Heather started up the engine; keeping her headlights off, she slowly hung a U. She said to J-Bag, “My friend’s on the move and my sister’s closer to him. So I’m retreating.”
“Yeah, now that I’m in love with you I’m all for that. I can’t have my woman getting messed up.”
“You’re freaking me out. You’re not going all stalkery, are you?”
He cocked his head. “You have not had good experiences with men.”
“You can say that again,” she blurted. And then she shook her head. “We are not having this conversation now.

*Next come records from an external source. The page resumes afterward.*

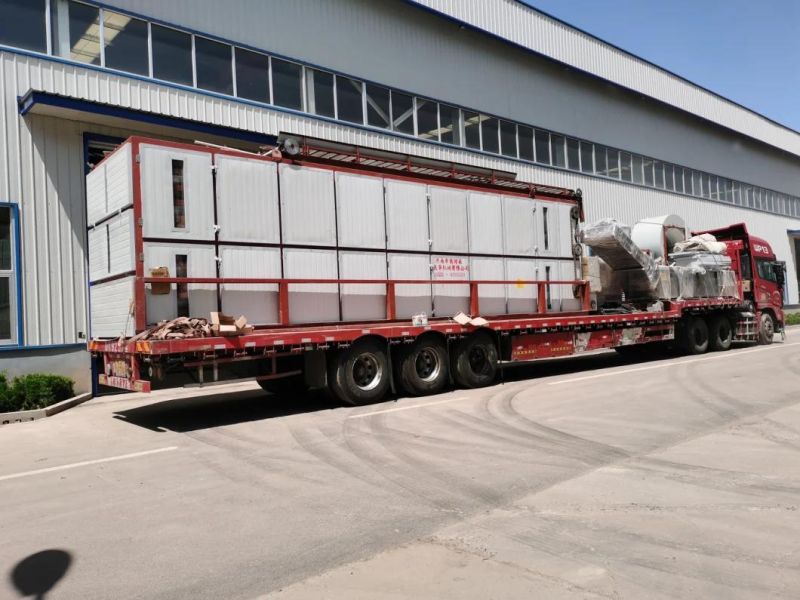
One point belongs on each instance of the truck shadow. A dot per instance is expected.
(190, 413)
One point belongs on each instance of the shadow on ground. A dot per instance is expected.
(37, 574)
(217, 410)
(229, 408)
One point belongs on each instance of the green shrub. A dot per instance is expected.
(36, 390)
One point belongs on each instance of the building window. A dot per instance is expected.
(573, 154)
(427, 119)
(587, 157)
(669, 177)
(658, 169)
(172, 55)
(287, 88)
(402, 113)
(76, 31)
(125, 43)
(22, 24)
(679, 180)
(178, 204)
(378, 112)
(213, 65)
(647, 171)
(525, 136)
(252, 75)
(558, 153)
(490, 134)
(472, 134)
(8, 276)
(449, 124)
(182, 289)
(319, 93)
(625, 166)
(349, 100)
(508, 139)
(542, 139)
(612, 160)
(638, 171)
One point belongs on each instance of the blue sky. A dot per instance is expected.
(747, 51)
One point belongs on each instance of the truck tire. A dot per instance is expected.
(359, 374)
(423, 367)
(294, 384)
(720, 333)
(474, 361)
(694, 335)
(766, 329)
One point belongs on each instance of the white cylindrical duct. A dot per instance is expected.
(658, 235)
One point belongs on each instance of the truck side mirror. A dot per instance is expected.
(780, 274)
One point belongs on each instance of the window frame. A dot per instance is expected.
(15, 287)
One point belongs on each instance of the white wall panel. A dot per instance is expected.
(308, 209)
(158, 203)
(360, 301)
(360, 212)
(406, 216)
(311, 303)
(491, 298)
(448, 215)
(96, 201)
(247, 200)
(98, 253)
(411, 299)
(119, 179)
(111, 304)
(520, 234)
(201, 262)
(522, 297)
(256, 301)
(485, 223)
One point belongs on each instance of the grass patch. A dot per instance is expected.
(36, 390)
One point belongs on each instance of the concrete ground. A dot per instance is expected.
(594, 477)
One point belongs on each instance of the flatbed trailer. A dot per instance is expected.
(361, 360)
(306, 355)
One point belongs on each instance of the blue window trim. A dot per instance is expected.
(88, 138)
(16, 230)
(34, 97)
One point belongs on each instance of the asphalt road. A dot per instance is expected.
(601, 476)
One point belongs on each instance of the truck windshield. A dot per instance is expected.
(766, 270)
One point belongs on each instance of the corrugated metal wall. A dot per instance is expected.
(520, 24)
(398, 44)
(41, 167)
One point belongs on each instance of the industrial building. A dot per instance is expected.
(493, 84)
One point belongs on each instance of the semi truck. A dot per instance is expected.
(365, 272)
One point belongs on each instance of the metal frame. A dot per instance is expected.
(16, 229)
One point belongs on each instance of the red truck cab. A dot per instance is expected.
(762, 277)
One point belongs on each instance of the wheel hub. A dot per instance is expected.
(427, 365)
(367, 371)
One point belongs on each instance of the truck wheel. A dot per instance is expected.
(359, 374)
(475, 361)
(720, 333)
(424, 368)
(695, 335)
(766, 329)
(294, 384)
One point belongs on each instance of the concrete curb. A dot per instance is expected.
(22, 416)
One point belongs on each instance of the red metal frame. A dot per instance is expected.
(536, 335)
(388, 168)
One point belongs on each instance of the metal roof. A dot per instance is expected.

Lives are on the line.”
“Cuz the heart’s already been broken.”
“Where do you want me to drop you off?” she asked doggedly.
“At your place, sweet thing,” he said. “Of course. But I don’t want you to go back to where we met. That’s a bad place. Probably best you take me to a subway station.”
“Is it even running?” she asked. Actually, weirdly, it wasn’t all that late.
“Doesn’t matter.” He patted her shoulder. “This has been an interesting evening.”
“Can I sell you back the gun?” she asked him. “I can’t bring an unregistered weapon home. Cat would kill me.”
“You should be packing like Grand Theft Auto, your sister’s a cop,” he said. “They even got tanks now, I hear. But yeah, I’ll buy it back. For ten dollars.”
“What? I gave you seven times that!”
“Yeah, and now it’s used. And plus, I didn’t make any money tonig
ht, driving around with you. I have to account for myself with my brothers. All I’m coming home with so far is sixty bucks. You’re lucky I’m buying it back.”
She sputtered. “This is robbery.”
He grinned at her. “If you think this is robbery, you’ve never been properly robbed. C’mon, look at it from my point of view. I’ll get my ass kicked, I come home with nothing.”
“All right. Give me directions.”
“Give me your phone. I’ll key them in.”
“Suddenly I’m feeling a little more protective of my stuff,” she informed him.
“You do okay.”
That was some sort of a compliment, so she said, “Thanks.”
* * *
Vincent melted out of the shadows as Catherine glided to the curb. He got in and Cat moved off quickly. She told him about the new location and he asked the same questions she had asked herself: Who had sent the address? Was it real? Or were they being sent on a fool’s errand?
“Any word from Tess?” Vincent asked, and Cat shook her head. “Did Heather remember anything else? Anything they might have said that would give us more information?”
“No. She had someone with her. I think it was a guy and I have no idea why she didn’t drop him off before she started looking for J.T. She knows that we have to keep the existence of beasts a secret. I’m going to have to have a talk with her.”
“Give her the benefit of the doubt,” Vincent said. “Heather’s grown up. She had to have a good reason.”
“You’re right. It’s hard for me to see her as anything but a flighty teenager. It was very brave of her to light out after him like that.”
They drove in silence, both tense and worried. Before Vincent had rejoined society, J.T. had worried for their safety, but he’d never actually been harmed.
“All I can think is that they’re trying to lure you,” Cat said. “Otherwise there would be demands by now.”
“Unless something went wrong,” Vincent murmured. He didn’t finish the thought: unless they had killed J.T., either by accident or design.
“We’ll get them, Vincent,” she promised. “And we’ll kick their butts.”
Unless we’re too afraid to, he thought.